For those of you who actually did Behave With Decorum and Pay Due Attention To Your Studies without Indulging in Irresponsible Behavior, I’m sure there are a few movies you could watch to get an idea of what I’m talking about.
All I’ve heard about for the last couple of weeks is Valborg, and from what I can tell, Valborg is the real-deal Spring Frolics for all Swedes. Bonfires! Choirs! Day drinking in the park! And lest you start to think that I’m hanging out with the wrong kind of people, it’s not just other 20-somethings who are looking forward to the day of revelry. My middle-aged students—the successful professionals looking to hone their English for a competitive edge—are just as excited.
As with many Swedish holidays, it’s hard to sort out what the original reason for the holiday was: Christian tradition? Pagan customs? Something related to the current amount of sunshine? It’s still unclear, and even the Swedes that I’ve been asking seem to have a pretty fuzzy understanding of the story behind Valborg.
Here are the few facts I have gleaned from the internet and bugging the people around me:
Valborg’s technical name is “Valborgsmässoafton,” which is known in English as Walpurgis Night. More on the “afton” part of the name later. The holiday started out as a pagan grain festival and was later appropriated by the Catholic Church as a religious holiday.
Just in case you didn’t know what a Walpurgis is, she was an 8th century Catholic saint from England who traveled to Germany to be a missionary. Depending on what website you read (and I checked the Vatican’s website for credible information, but no luck), she is the patron saint of rabies, seamen, invalids, farmers and/or the common cold… and/or a protectress against magic arts and/or failed harvests. What can I say? The poor woman’s got a lot on her plate.
Walpurgis Night is also supposed to be a night of witches or a “Witches’ Sabbath.” This might be connected to the legend of Blåkulla, but it’s definitely important to modern-day Satanists. (Scary thought.)
So what is a modern day Valborgsmässoafton all about? If you live in a student city like Lund or Uppsala, champagne breakfasts, hanging out in the park, and fancy student balls can all be part of a typical celebration. If you’re a little bit farther out in the countryside, bonfires are the most important part of the celebration. Very large bonfires. In Lund, a there’s a famous student choir (Studentsångarna) that performs the next day, singing out the winter and singing in the spring.

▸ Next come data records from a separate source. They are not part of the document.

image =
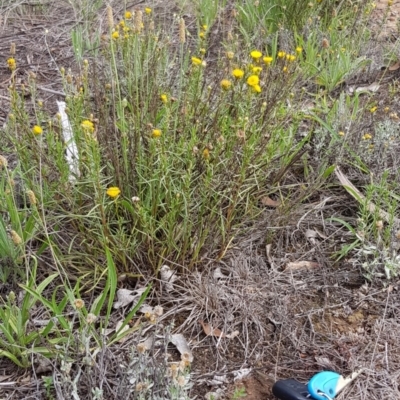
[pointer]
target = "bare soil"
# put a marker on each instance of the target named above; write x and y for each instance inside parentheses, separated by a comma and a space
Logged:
(291, 323)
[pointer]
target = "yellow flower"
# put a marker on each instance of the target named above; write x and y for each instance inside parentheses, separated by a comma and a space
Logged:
(237, 73)
(196, 61)
(268, 60)
(12, 64)
(79, 303)
(253, 80)
(113, 192)
(156, 133)
(87, 125)
(37, 130)
(226, 84)
(256, 55)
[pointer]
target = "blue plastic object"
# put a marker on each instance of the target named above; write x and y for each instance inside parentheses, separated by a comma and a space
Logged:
(323, 382)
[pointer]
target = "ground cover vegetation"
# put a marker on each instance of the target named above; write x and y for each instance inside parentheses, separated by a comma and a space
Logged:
(179, 132)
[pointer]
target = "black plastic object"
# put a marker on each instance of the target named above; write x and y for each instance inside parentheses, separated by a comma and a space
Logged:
(290, 389)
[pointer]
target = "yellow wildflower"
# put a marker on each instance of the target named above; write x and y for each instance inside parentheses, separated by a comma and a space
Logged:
(15, 237)
(268, 60)
(253, 80)
(226, 84)
(113, 192)
(79, 303)
(237, 73)
(12, 64)
(37, 130)
(196, 61)
(87, 125)
(256, 55)
(156, 133)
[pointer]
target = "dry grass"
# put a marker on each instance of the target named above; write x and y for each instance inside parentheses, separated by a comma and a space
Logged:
(291, 323)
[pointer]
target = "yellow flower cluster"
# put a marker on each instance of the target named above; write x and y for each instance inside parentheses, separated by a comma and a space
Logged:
(113, 192)
(226, 84)
(156, 133)
(37, 130)
(87, 126)
(12, 64)
(203, 31)
(198, 61)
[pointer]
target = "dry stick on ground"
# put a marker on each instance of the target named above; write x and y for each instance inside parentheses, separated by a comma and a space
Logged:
(361, 198)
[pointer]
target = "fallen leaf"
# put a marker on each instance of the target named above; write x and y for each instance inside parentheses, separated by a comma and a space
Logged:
(168, 277)
(233, 334)
(217, 380)
(241, 374)
(395, 66)
(126, 296)
(373, 87)
(209, 331)
(267, 201)
(298, 265)
(218, 274)
(179, 341)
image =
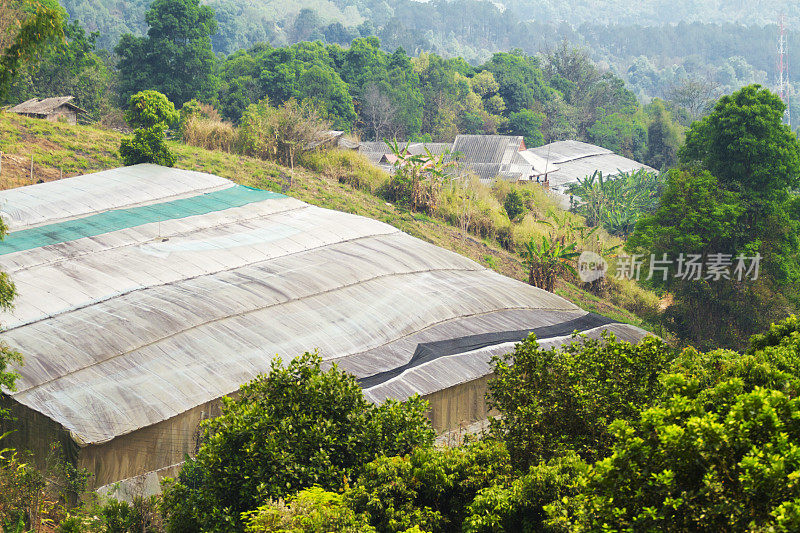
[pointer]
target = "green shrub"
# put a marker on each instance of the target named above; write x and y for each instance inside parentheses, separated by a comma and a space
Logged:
(562, 399)
(513, 204)
(151, 114)
(147, 146)
(297, 427)
(311, 510)
(346, 166)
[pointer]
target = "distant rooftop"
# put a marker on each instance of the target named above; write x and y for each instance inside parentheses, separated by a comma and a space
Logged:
(34, 106)
(568, 161)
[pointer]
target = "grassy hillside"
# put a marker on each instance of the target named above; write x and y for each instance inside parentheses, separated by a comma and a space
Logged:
(60, 149)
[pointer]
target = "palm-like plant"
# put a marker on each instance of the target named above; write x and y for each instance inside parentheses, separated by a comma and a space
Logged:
(546, 260)
(616, 203)
(417, 178)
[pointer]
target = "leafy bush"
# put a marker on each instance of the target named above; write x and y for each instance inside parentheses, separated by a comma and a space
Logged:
(297, 427)
(209, 133)
(310, 510)
(146, 146)
(152, 114)
(430, 488)
(520, 506)
(616, 203)
(513, 204)
(562, 399)
(279, 134)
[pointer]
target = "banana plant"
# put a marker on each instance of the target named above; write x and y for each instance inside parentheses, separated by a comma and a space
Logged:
(548, 259)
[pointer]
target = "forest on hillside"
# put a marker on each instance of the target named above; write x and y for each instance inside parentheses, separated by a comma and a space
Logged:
(656, 47)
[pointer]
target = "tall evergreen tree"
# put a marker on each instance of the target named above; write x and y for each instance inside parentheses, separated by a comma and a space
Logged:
(175, 58)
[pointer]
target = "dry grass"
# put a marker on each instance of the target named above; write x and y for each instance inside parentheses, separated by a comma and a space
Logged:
(210, 134)
(83, 149)
(346, 166)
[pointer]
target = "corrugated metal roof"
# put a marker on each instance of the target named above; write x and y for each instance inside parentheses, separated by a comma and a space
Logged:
(125, 329)
(568, 161)
(34, 106)
(490, 156)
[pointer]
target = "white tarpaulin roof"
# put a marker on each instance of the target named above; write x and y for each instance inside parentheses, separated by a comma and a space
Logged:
(146, 291)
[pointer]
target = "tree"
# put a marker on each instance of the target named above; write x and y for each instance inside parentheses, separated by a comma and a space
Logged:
(151, 113)
(528, 124)
(175, 58)
(521, 82)
(8, 356)
(72, 67)
(546, 261)
(294, 428)
(663, 137)
(562, 399)
(719, 459)
(42, 28)
(698, 217)
(744, 143)
(312, 510)
(514, 204)
(695, 95)
(430, 488)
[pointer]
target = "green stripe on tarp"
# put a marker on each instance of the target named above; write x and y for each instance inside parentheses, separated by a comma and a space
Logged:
(119, 219)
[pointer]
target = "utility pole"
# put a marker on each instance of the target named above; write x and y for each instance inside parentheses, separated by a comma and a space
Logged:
(783, 67)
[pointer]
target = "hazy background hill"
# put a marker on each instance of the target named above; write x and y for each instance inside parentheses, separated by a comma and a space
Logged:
(654, 46)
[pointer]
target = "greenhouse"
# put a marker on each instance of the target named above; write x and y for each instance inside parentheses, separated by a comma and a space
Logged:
(145, 294)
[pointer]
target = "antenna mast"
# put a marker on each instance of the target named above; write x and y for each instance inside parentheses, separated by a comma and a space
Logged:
(783, 67)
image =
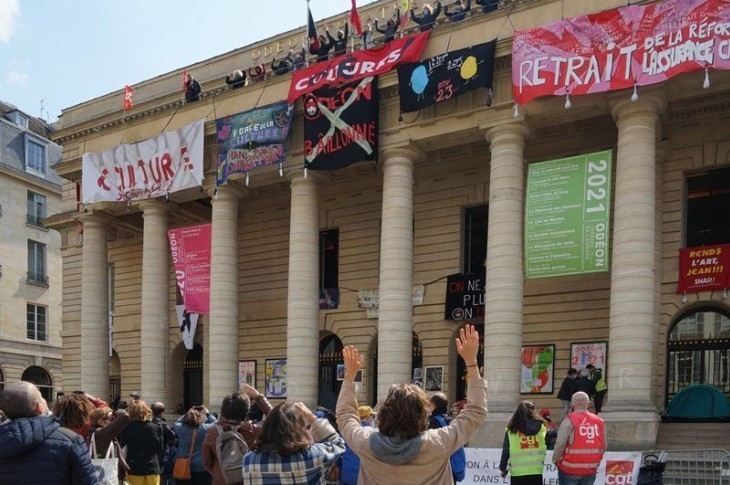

This whole April 30th/May 1st two-for-one holiday brings me to my final and biggest question about Valborg. We celebrated Easter on Saturday, on “Påskafton,” or Easter Eve, just like Christmas is celebrated on the 24th, on “Julafton,” or Christmas Eve. If Saturday is “Valborgsmässoafton,” why is Sunday just May Day? Shouldn’t Sunday be Valborg and Saturday be Valborgsmässoafton? How can you have an “afton,” or eve, without an official holiday following? When I posed this question to a group of Swedes, I got nothing but blank stares and exasperated sighs in return. Why, my friends? Why?!